Le chef libéral a toutefois assuré que son choix, par le passé, de se noircir le visage à des fins de déguisement ne représente pas l'homme qu’il est devenu au fil du temps.

«J’ai appris directement des gens de Papineau», a-t-il plaidé en insistant sur le fait que la communauté de ce quartier de Montréal est «remplie de personnes avec une diversité extraordinaire».

Pressé de questions, M. Trudeau a même dû admettre que ses écarts de conduite passés auraient pu déplaire à son père, l’ex-premier ministre Pierre Elliott Trudeau.

«Il ne serait certainement pas content de la façon dont je me suis comporté, mais peut-être qu’il aurait le sentiment que d’assumer la responsabilité de [ses actions] est important», a-t-il dit.

Le chef libéral se retrouve dans l’embarras depuis que le média américain «Time» a publié, mercredi soir, un premier cliché dans lequel on peut le voir vêtu d’un turban, d’une tunique et le visage noirci par un maquillage.
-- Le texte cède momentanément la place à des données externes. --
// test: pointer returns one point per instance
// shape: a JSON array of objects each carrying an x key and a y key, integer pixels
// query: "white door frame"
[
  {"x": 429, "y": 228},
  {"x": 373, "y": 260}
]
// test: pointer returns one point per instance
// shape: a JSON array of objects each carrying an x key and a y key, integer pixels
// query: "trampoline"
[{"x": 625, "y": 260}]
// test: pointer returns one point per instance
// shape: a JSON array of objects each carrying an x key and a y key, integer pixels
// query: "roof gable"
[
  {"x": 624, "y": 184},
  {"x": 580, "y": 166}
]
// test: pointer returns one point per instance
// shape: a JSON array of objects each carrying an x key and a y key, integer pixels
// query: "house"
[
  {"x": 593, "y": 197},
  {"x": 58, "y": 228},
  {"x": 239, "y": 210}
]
La photo, qui remonte à 2001, a été prise alors que M. Trudeau était âgé de 29 ans et enseignait dans une école privée de la Colombie-Britannique. Le chef libéral assistait à un gala de fin d’année sous la thématique «Mille et une nuits».

D’autres images de lui avec le visage noirci datant du début des années 1990 ont été diffusées par «Global», jeudi, ravivant ainsi la saga.
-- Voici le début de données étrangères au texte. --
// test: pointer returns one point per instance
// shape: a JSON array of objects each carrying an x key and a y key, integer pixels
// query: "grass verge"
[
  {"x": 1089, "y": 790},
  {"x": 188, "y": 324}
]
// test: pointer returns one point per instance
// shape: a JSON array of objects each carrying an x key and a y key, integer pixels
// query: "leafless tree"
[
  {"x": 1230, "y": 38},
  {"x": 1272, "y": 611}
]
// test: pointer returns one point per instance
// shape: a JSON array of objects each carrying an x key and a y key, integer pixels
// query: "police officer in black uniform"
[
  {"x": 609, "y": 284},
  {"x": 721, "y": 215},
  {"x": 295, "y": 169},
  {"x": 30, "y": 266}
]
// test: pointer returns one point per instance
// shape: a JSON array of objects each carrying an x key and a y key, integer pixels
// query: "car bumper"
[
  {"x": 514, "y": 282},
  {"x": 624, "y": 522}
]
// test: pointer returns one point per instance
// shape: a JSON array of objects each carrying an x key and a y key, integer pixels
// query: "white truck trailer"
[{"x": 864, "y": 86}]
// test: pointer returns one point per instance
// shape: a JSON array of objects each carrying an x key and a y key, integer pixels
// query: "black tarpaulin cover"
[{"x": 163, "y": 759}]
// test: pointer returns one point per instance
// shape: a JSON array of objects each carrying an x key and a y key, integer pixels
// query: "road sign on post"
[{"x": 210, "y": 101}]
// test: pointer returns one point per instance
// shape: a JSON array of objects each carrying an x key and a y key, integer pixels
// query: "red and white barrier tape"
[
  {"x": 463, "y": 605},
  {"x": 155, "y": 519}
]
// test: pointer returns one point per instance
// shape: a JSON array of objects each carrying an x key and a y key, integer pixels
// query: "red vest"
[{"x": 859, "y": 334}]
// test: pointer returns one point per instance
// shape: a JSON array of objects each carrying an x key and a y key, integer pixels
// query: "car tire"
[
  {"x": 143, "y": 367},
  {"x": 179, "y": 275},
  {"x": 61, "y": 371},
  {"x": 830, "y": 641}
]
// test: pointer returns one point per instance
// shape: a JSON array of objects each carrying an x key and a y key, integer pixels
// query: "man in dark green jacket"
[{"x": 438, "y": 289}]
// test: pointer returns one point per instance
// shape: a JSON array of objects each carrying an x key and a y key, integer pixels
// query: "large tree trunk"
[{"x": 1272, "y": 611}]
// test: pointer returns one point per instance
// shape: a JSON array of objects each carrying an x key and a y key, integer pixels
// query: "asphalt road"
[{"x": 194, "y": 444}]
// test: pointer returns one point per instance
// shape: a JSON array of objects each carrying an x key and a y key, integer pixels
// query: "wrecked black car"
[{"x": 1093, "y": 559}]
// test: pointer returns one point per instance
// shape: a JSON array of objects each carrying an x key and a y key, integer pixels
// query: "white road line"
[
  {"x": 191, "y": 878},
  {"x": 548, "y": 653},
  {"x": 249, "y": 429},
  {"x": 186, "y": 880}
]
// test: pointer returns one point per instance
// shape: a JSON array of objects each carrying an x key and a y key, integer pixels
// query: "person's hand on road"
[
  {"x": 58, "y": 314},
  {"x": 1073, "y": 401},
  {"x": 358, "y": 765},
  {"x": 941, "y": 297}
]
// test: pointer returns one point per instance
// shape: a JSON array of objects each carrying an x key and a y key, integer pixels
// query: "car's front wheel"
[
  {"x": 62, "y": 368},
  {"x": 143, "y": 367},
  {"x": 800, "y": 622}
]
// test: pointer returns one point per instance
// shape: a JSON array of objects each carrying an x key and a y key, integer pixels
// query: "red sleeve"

La veille, M. Trudeau avait parlé nommément de deux incidents, mais les nouvelles images qui ont fait les manchettes jeudi matin portent ce nombre à trois.

Impact

De l’avis de deux politologues consultés, il est trop tôt pour savoir comment la controverse du «brownface» aura un effet à long terme sur la campagne électorale fédérale. Il reste encore 31 jours avant que la course se conclue avec le jour du scrutin du 21 octobre.
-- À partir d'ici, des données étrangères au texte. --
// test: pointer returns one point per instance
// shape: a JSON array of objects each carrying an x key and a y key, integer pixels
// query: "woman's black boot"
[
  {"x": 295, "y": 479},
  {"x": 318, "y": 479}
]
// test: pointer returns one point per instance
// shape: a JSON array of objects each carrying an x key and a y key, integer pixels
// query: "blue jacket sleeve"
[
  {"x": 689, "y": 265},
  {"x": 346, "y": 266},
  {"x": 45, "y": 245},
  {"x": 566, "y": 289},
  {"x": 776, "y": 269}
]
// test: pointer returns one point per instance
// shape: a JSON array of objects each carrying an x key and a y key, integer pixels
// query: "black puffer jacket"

Selon François Rocher, de l’Université d’Ottawa, le chef libéral a bien répondu à la controverse et il serait temps, désormais, de tourner la page.

«À un moment donné, me semble-t-il, on doit prendre acte de ce que M. Trudeau a dit, lui accorder un minimum de crédibilité et ensuite essayer de recentrer la campagne sur des enjeux qui sont plus fondamentaux», a-t-il soutenu en entrevue.

Frédéric Boily, de l’Université de l’Alberta, croit toutefois que les explications du chef libéral n’ont pas satisfait bien des électeurs dans le Canada anglais, où la controverse est vue plus négativement qu’au Québec.

«C’est non seulement l’image qui est écorchée, mais le message même du multiculturalisme et la diversité dont il s’était fait le champion. C’est pour ça que c’est aussi dommageable au Canada anglais», a conclu le politologue.